Cons: Some people really hated “You move to me like I’m a Motown beat” for going too meta on the music industry. The song also sounds like it should be on Red rather than on Reputation.
"Dancing With Our Hands Tied"
Pros: She’s always been good at churning out melodic syllables in quick succession (see “New Romantics”) and this truly shines in the pre–chorus.
Cons: The difficulties of maintaining a romantic relationship in the spotlight is kind of a tired topic for her.
Pros: TSwift tries to be sexy and it WORKS! “I only bought this dress so you could take it off” made Swifties’ eyes roll to the back of their head. Sorry not sorry. Fans have called it “Wildest Dreams” but better. Amazing bridge, too!
Cons: Some critics have said that it feels too much like FKA Twigs (Ed. note: it doesn’t).
"This Is Why We Can’t Have Nice Things"
Pros: If passive aggression morphed into song form, this would be it. This diss track throws subtlety out the window. The break in the song where she feigns forgiveness then dismisses it is a great parallel to “Innocent” (throwback to Speak Now).
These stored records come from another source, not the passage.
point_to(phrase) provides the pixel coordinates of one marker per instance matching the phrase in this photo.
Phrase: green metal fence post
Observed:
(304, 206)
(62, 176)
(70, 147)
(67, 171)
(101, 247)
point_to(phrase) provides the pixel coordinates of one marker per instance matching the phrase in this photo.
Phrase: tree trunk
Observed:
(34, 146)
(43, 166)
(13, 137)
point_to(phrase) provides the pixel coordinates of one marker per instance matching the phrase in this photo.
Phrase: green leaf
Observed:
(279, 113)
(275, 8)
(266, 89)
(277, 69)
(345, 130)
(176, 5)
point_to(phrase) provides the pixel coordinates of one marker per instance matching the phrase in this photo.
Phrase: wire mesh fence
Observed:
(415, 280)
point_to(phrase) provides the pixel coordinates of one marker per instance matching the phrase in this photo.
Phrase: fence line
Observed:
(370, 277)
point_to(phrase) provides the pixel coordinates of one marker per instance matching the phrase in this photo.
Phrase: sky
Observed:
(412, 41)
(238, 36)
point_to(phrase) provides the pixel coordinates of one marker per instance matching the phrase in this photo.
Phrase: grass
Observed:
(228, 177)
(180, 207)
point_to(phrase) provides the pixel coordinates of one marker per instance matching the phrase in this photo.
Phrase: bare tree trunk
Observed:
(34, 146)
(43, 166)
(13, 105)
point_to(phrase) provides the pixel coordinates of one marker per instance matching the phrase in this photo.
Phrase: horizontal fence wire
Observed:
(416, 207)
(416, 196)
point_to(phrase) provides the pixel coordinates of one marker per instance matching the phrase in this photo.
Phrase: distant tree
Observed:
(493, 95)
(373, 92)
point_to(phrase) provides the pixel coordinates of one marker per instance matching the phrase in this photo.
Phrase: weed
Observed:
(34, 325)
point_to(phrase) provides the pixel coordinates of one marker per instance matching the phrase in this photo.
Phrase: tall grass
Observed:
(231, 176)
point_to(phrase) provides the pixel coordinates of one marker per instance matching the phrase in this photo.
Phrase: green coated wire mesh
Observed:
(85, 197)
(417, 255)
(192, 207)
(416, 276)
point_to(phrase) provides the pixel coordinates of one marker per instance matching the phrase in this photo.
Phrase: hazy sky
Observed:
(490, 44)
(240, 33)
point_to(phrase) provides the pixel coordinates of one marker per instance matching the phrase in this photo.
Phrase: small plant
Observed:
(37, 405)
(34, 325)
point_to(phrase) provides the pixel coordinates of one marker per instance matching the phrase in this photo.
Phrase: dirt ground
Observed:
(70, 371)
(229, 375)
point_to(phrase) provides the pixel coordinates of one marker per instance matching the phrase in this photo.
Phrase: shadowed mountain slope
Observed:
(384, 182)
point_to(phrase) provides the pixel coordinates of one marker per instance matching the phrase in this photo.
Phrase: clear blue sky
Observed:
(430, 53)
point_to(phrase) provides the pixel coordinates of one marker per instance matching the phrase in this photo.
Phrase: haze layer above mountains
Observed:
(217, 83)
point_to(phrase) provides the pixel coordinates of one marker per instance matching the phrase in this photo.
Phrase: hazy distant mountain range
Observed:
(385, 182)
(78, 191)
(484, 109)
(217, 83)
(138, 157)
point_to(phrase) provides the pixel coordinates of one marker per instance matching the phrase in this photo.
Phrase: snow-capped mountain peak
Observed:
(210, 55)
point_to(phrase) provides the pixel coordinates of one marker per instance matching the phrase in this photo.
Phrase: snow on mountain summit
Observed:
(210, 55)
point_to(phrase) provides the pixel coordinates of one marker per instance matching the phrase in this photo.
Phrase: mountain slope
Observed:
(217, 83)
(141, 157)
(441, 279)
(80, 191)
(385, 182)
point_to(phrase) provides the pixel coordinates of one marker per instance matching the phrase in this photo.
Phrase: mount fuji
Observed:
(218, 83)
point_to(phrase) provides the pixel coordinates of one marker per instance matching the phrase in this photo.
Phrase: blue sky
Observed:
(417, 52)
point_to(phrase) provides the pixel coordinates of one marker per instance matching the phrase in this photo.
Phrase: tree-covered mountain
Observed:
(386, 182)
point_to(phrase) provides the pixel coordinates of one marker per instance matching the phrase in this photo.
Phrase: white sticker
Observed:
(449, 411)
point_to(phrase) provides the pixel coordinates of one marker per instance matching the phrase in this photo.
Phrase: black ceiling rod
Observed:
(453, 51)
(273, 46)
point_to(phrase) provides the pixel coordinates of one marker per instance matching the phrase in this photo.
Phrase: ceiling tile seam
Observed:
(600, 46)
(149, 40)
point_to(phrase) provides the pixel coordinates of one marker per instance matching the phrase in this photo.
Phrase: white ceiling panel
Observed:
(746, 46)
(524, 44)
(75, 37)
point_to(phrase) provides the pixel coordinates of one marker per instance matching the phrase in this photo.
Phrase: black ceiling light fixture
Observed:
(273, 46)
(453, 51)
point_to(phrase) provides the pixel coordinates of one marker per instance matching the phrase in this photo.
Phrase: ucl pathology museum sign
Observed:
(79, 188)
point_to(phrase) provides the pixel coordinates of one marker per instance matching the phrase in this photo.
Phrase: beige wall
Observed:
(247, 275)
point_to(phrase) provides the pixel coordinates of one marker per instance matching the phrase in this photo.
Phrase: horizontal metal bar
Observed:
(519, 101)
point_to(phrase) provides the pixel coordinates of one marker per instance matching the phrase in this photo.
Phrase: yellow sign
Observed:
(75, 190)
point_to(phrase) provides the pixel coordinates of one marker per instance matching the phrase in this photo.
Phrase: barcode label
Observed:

Cons: I take back what I said about "Gorgeous," this is my least favorite song on the album. Also, she could have been subtler. Did she really have to mention “receipts?”
"Call It What You Want"
Pros: Taylor brings the narrative to her current state of being: she’s over the drama and happier than ever with her boyfriend. You go, girl.
Cons: Constantly mentioning that you’re over the drama might not be the best way to suggest that you are.
"New Year’s Day"
Pros: This beautiful ending to the album is Taylor at her best: zooming in on an intimate moment and making the world revolve around it (“There’s glitter on the floor after the party”). Plus, “Please don’t ever become a stranger / whose laugh I would recognize anywhere” is a real punch to the gut. I don’t believe anyone has a bad thing to say about this song. Even country fans who are mad at Taylor for leaving country seem to love this song. 10/10.